Re: [DISCUSS] KIP-28 - Add a transform client for data processing

2015-07-24 Thread Yi Pan
Hi, Guozhang,

Thanks for starting this. I took a quick look and had the following
thoughts to share:

- In the proposed KafkaProcessor API, there is no interface like Collector
that allows users to send messages to. Why is that? Is the idea to
initialize the producer once and re-use it in the processor? And if there
are many KStreamThreads in the process, are there going to be many
instances of KafkaProducer although all outputs are sending to the same
Kafka cluster?

- Won’t it be simpler if the process() API just takes in the ConsumerRecord
as the input instead of a tuple of (topic, key, value)?

- Also, the input only indicates the topic of a message. What if the stream
task needs to consume and produce messages from/to multiple Kafka clusters?
To support that case, there should be a system/cluster name in both input
and output as well.

- How are the output messages handled? There does not seem to have an
interface that allows user to send an output messages to multiple output
Kafka clusters.

- It seems the proposed model also assumes one thread per processor. What
becomes thread-local and what are shared among processors? Is the proposed
model targeting to have the consumers/producers become thread-local
instances within each KafkaProcessor? What’s the cost associated with this
model?

- One more important issue: how do we plug-in client-side partition
management logic? Considering about the use case where the stream task
needs to consume from multiple Kafka clusters, I am not even sure that we
can rely on Kafka broker to maintain the consumer group membership? Maybe
we still can get the per cluster consumer group membership and partitions.
However, in this case, we truly need a client-side plugin partition
management logic to determine how to assign partitions in different Kafka
clusters to consumers (i.e. consumers for cluster1.topic1.p1 and
cluster2.topic2.p1 has to be assigned together to one KafkaProcessor for
processing). Based on the full information about (group members, all topic
partitions) in all Kafka clusters with input topics, there should be two
levels of partition management policies: a) how to group all topic
partitions in all Kafka clusters to processor groups (i.e. the same concept
as Task group in Samza); b) how to assign the processor groups to group
members. Note if a processor group includes topic partitions from more than
one Kafka clusters, it has to be assigned to the common group members in
all relevant Kafka clusters. This can not be done just by the brokers in a
single Kafka cluster.

- It seems that the intention of this KIP is also trying to put SQL/DSL
libraries into Kafka. Why is it? Shouldn't Kafka be more focused on hiding
system-level integration details and leave it open for any additional
modules outside the Kafka core to enrich the functionality that are
user-facing?

Just a few quick cents.
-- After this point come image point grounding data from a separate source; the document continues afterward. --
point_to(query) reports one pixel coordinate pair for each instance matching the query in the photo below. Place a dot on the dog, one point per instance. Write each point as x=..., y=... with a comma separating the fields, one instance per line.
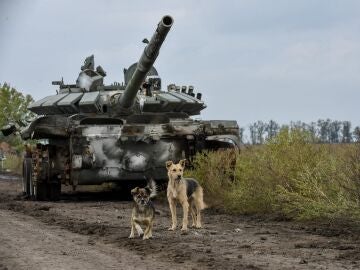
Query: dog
x=143, y=212
x=188, y=192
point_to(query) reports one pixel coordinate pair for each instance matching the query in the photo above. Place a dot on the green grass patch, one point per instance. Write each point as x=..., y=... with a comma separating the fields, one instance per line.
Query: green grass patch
x=290, y=176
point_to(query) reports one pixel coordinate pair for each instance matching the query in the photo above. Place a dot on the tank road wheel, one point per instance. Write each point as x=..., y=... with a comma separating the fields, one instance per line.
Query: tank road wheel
x=40, y=191
x=27, y=176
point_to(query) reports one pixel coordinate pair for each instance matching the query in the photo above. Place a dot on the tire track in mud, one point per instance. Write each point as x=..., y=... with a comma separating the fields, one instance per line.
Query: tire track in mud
x=227, y=242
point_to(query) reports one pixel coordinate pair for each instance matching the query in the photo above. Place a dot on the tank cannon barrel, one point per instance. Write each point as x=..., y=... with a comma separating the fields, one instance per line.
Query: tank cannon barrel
x=145, y=63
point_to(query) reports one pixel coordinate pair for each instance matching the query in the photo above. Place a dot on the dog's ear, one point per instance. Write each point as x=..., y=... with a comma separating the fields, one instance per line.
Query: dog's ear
x=148, y=190
x=134, y=191
x=182, y=163
x=168, y=164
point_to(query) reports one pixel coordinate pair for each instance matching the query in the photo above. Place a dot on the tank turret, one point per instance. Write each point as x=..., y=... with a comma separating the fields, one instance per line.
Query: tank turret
x=144, y=65
x=92, y=133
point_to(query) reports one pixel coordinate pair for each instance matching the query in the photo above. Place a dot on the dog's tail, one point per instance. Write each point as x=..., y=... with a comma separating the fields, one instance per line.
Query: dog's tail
x=152, y=187
x=203, y=205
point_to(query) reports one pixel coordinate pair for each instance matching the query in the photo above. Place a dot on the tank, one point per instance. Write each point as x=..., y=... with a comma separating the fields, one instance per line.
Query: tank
x=92, y=133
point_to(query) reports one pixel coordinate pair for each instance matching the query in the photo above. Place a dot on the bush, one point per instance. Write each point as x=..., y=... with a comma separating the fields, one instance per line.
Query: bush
x=290, y=176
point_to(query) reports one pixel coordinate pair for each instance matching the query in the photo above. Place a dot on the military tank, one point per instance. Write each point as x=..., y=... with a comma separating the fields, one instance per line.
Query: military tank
x=91, y=133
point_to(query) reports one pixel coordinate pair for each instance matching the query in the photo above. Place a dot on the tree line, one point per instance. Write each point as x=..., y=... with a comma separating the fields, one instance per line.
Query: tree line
x=323, y=131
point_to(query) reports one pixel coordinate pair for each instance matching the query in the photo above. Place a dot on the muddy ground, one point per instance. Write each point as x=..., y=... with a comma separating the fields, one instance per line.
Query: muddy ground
x=87, y=230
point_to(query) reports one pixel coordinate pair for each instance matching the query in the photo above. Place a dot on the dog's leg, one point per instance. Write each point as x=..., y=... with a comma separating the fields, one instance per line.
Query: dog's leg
x=198, y=206
x=132, y=229
x=151, y=227
x=138, y=229
x=173, y=213
x=148, y=231
x=193, y=213
x=185, y=206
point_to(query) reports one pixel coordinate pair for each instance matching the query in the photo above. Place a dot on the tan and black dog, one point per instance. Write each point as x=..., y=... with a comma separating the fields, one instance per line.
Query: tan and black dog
x=143, y=212
x=187, y=191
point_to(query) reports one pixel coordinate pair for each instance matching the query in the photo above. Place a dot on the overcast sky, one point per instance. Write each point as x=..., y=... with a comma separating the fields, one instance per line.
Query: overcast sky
x=252, y=60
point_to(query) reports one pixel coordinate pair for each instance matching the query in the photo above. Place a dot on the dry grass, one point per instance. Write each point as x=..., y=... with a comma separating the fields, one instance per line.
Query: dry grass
x=290, y=177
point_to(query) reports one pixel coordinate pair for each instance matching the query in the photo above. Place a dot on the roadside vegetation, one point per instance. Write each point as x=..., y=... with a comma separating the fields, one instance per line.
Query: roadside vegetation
x=290, y=176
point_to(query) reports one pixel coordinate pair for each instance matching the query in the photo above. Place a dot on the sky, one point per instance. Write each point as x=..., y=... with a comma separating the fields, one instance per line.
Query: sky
x=285, y=60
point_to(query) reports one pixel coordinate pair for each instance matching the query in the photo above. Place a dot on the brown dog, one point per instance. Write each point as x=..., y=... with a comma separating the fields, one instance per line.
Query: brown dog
x=185, y=190
x=143, y=212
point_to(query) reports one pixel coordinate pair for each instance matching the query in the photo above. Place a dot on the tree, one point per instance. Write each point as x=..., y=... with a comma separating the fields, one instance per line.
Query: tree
x=253, y=133
x=272, y=129
x=13, y=106
x=260, y=125
x=346, y=132
x=13, y=109
x=334, y=129
x=357, y=134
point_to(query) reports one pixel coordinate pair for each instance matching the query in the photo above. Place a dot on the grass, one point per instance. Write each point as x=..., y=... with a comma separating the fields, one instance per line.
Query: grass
x=290, y=177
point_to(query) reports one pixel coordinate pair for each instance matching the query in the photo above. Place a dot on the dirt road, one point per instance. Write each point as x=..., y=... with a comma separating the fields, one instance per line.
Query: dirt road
x=90, y=231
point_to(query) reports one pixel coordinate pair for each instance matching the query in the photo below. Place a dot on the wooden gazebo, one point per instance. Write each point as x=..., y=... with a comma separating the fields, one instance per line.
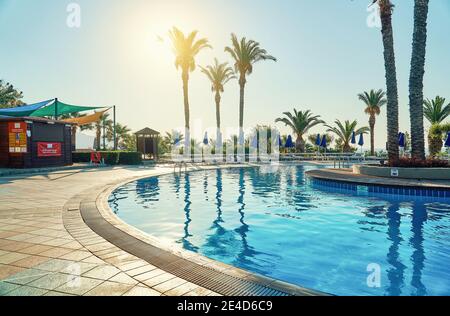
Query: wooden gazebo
x=147, y=143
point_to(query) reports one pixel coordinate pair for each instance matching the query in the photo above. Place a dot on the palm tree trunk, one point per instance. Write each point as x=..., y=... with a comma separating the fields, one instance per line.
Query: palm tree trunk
x=391, y=82
x=242, y=82
x=218, y=98
x=372, y=122
x=185, y=78
x=435, y=144
x=416, y=78
x=300, y=144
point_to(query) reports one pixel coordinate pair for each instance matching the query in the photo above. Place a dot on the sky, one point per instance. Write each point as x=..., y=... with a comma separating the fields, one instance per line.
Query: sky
x=327, y=53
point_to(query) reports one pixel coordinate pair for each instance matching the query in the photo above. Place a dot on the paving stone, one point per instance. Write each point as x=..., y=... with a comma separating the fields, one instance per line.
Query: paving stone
x=142, y=291
x=26, y=276
x=82, y=286
x=12, y=257
x=123, y=278
x=52, y=281
x=30, y=261
x=109, y=289
x=158, y=279
x=7, y=270
x=5, y=287
x=27, y=291
x=102, y=272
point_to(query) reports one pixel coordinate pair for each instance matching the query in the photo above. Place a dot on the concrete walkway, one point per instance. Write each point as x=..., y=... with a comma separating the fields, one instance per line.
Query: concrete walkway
x=38, y=255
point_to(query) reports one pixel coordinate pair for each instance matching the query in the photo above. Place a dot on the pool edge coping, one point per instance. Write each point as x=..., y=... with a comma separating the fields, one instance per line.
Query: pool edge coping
x=101, y=203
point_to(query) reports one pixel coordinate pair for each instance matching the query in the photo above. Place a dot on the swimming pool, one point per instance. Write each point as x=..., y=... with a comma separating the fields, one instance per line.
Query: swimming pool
x=281, y=225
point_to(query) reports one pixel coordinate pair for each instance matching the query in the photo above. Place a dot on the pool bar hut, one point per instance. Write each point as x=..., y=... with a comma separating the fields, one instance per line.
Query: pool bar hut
x=33, y=136
x=147, y=143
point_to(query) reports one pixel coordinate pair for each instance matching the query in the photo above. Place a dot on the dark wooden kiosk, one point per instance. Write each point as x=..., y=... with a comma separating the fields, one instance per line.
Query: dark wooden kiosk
x=147, y=143
x=30, y=142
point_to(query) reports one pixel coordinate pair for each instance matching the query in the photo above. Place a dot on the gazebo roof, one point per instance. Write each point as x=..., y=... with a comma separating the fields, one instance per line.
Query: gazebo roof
x=147, y=131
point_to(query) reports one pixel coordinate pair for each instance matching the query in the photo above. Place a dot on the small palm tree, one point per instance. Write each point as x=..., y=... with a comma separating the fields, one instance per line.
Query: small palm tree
x=9, y=96
x=345, y=131
x=186, y=48
x=245, y=54
x=313, y=138
x=219, y=75
x=435, y=111
x=373, y=100
x=104, y=126
x=122, y=132
x=300, y=122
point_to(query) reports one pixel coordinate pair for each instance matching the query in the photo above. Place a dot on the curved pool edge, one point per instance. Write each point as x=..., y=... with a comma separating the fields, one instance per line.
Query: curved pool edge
x=211, y=274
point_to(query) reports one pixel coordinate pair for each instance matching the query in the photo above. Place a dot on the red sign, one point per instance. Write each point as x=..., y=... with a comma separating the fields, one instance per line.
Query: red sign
x=17, y=137
x=49, y=150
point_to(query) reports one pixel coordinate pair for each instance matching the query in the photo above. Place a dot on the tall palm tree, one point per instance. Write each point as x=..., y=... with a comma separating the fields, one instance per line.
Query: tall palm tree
x=300, y=122
x=245, y=54
x=186, y=48
x=435, y=111
x=416, y=78
x=219, y=75
x=386, y=9
x=373, y=100
x=345, y=131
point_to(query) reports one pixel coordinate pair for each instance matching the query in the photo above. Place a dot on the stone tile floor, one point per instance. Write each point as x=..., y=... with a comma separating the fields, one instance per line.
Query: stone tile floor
x=38, y=255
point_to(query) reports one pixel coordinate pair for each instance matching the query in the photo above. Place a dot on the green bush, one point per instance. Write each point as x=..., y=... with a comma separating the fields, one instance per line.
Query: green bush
x=111, y=158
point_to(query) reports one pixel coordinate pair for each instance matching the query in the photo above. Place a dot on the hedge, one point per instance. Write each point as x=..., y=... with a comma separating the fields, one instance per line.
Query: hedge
x=111, y=157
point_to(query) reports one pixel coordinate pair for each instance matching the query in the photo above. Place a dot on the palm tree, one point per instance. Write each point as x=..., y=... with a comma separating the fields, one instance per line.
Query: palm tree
x=345, y=131
x=416, y=78
x=9, y=96
x=313, y=138
x=122, y=132
x=219, y=75
x=386, y=8
x=103, y=126
x=300, y=122
x=186, y=48
x=373, y=100
x=245, y=54
x=435, y=111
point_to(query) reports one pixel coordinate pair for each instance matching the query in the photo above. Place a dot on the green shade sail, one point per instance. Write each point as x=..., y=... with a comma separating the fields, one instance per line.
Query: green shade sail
x=54, y=108
x=58, y=108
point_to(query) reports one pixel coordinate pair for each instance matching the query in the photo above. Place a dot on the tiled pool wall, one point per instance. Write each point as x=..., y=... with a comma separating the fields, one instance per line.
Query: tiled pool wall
x=362, y=189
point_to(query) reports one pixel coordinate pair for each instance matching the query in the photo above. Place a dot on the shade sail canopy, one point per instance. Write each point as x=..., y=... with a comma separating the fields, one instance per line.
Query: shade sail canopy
x=26, y=110
x=289, y=142
x=323, y=143
x=86, y=120
x=361, y=140
x=58, y=108
x=46, y=108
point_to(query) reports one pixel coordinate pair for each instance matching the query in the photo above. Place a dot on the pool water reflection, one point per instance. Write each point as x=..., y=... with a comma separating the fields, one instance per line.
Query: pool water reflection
x=280, y=225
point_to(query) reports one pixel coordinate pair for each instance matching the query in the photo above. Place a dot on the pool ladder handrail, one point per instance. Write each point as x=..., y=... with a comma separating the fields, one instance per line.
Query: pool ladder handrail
x=180, y=165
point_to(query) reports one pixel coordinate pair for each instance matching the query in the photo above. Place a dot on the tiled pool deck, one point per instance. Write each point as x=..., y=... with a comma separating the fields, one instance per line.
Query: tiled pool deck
x=47, y=248
x=38, y=256
x=346, y=179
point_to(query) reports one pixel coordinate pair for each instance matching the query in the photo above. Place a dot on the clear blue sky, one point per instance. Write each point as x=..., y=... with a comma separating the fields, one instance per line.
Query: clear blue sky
x=327, y=54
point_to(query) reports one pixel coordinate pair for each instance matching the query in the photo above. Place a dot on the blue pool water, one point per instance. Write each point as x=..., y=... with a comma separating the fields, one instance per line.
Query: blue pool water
x=282, y=226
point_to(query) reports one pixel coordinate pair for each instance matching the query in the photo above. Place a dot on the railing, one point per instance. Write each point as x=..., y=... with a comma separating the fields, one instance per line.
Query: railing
x=339, y=160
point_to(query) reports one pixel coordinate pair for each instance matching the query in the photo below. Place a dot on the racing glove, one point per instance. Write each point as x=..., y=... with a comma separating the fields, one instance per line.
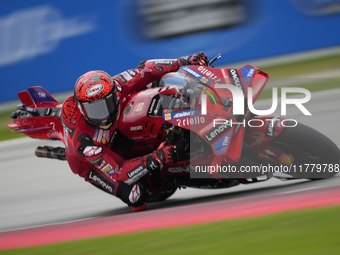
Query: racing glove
x=164, y=156
x=196, y=59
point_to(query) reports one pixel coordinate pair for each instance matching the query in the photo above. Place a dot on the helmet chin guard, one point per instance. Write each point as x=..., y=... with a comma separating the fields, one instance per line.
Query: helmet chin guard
x=96, y=94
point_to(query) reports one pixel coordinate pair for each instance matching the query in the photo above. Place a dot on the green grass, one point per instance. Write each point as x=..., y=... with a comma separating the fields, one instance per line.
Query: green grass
x=314, y=231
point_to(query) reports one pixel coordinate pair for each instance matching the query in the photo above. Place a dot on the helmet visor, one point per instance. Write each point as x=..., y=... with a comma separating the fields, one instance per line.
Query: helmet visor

Thanks a lot!

-Yi

On Fri, Jul 24, 2015 at 12:12 AM, Neha Narkhede n...@confluent.io wrote:

 Ewen:

 * I think trivial filtering and aggregation on a single stream usually work
  fine with this model.


 The way I see this, the process() API is an abstraction for
 message-at-a-time computations. In the future, you could imagine providing
 a simple DSL layer on top of the process() API that provides a set of APIs
 for stream processing operations on sets of messages like joins, windows
 and various aggregations.

 * Spark (and presumably
  spark streaming) is supposed to get a big win by handling shuffles such
  that the data just stays in cache and never actually hits disk, or at
 least
  hits disk in the background. Will we take a hit because we always write
 to
  Kafka?


 The goal isn't so much about forcing materialization of intermediate
 results into Kafka but designing the API to integrate with Kafka to allow
 such materialization, wherever that might be required. The downside with
 other stream processing frameworks is that they have weak integration with
 Kafka where interaction with Kafka is only at the endpoints of processing
 (first input, final output). Any intermediate operations that might benefit
 from persisting intermediate results into Kafka are forced to be broken up
 into 2 separate topologies/plans/stages of processing that lead to more
 jobs. The implication is that now the set of stream processing operations
 that should really have lived in one job per application is now split up
 across several piecemeal jobs that need to be monitored, managed and
 operated separately. The APIs should still allows in-memory storage of
 intermediate results where they make sense.

 Jiangjie,

 I just took a quick look at the KIP, is it very similar to mirror maker
  with message handler?


 Not really. I wouldn't say it is similar, but mirror maker is a special
 instance of using copycat with Kafka source, sink + optionally the
 process() API. I can imagine replacing the MirrorMaker, in the due course
 of time, with copycat + process().

 Thanks,
 Neha

 On Thu, 

Re: [DISCUSS] KIP-28 - Add a transform client for data processing

2015-07-24 Thread Yasuhiro Matsuda
Jay, I understand that. Context can provide more information without
breaking the compatibility if needed. Also I am not sure ConsumerRecord is
the right abstraction of data for stream processing. After transformation
or join, what is the topic and the offset? It is odd to use ConsumerRecord.
We can define a new record class, say StreamRecord. Isn't it an unnecessary
overhead if it is created for every transformation and join?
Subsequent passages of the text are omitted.